2. The Appellate Division could not properly establish a report of rulings involved in the dismissal of the claim for a report and the draft reports. Indeed this petition was not directed to that end. Moreover, this petition considered as a petition to establish such a report was filed prematurely since, though a draft report relating to the order dismissing the claim for a report and the draft reports had been filed and a hearing thereon requested, no such hearing was had and this draft report had not been disallowed by the trial judge. His action referred to in the docket entry relating to a memorandum of August 9, 1938, cannot be construed as a disallowance of this draft report. See Rule 28 of the District Courts (1932).

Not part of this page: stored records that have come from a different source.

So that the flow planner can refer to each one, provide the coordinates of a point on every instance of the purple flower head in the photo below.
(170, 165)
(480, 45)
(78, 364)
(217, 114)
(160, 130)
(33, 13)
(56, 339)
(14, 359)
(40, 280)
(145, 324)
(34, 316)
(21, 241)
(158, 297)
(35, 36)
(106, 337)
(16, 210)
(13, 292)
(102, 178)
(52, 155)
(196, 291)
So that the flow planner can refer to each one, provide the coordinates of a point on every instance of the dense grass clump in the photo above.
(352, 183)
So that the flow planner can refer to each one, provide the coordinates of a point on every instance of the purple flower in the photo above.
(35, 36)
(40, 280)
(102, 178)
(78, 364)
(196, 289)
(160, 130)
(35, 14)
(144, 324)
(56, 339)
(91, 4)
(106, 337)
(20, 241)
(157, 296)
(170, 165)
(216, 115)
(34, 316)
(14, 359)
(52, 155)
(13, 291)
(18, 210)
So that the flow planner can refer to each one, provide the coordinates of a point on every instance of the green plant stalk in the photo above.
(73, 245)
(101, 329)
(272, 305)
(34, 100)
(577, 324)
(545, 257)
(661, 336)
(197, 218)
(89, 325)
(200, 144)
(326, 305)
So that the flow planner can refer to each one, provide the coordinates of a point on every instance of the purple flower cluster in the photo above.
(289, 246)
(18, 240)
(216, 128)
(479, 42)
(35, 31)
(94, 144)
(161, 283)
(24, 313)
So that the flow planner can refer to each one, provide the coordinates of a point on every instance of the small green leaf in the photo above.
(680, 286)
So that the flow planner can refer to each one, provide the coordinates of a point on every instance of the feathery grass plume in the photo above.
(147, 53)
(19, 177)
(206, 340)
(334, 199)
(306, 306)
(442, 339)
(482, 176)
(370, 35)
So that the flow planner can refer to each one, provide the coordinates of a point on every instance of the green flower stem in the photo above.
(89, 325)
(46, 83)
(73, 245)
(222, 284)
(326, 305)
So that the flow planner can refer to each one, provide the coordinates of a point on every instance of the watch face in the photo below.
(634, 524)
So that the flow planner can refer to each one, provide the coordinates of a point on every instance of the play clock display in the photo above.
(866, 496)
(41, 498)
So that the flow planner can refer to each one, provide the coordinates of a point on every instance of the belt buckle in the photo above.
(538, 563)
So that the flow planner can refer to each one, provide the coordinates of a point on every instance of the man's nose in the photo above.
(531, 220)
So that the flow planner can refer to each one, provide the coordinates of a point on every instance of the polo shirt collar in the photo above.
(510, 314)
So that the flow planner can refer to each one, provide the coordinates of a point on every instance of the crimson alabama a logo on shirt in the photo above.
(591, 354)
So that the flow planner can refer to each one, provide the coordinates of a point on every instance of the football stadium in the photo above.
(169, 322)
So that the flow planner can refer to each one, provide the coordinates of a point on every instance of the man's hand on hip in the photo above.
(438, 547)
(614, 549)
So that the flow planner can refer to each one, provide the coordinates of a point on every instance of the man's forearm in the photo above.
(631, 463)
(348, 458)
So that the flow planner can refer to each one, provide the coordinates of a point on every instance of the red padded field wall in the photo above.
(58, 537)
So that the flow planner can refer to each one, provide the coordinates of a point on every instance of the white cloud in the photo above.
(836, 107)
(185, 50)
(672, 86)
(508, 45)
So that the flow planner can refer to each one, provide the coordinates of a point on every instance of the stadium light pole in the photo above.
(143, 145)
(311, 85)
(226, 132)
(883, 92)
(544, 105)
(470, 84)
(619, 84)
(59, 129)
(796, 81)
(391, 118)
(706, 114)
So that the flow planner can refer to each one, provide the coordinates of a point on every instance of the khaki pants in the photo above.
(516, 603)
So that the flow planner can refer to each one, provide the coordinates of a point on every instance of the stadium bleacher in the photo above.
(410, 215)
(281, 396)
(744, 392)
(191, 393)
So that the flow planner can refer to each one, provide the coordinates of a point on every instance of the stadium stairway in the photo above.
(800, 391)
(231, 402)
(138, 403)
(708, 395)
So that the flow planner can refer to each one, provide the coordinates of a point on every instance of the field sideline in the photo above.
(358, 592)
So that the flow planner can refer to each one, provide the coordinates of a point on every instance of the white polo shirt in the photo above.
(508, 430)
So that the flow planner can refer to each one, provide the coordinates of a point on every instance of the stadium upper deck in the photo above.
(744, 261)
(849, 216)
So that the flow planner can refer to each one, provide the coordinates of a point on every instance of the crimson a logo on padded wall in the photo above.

3. The result is that the Appellate Division was right in refusing to establish a report. But the true ground for refusing to establish such a report was that, for reasons already stated, the petition to establish a report was not rightly before the Appellate Division. Therefore this petition
should have been dismissed without prejudice to the right of the defendant to petition for the establishment of a report of the rulings involved in the granting of the motion to dismiss if the defendant's claim for such a report should be disallowed by the trial judge. The order of the Appellate Division is reversed and the petition to establish a report dismissed without prejudice, as herein stated.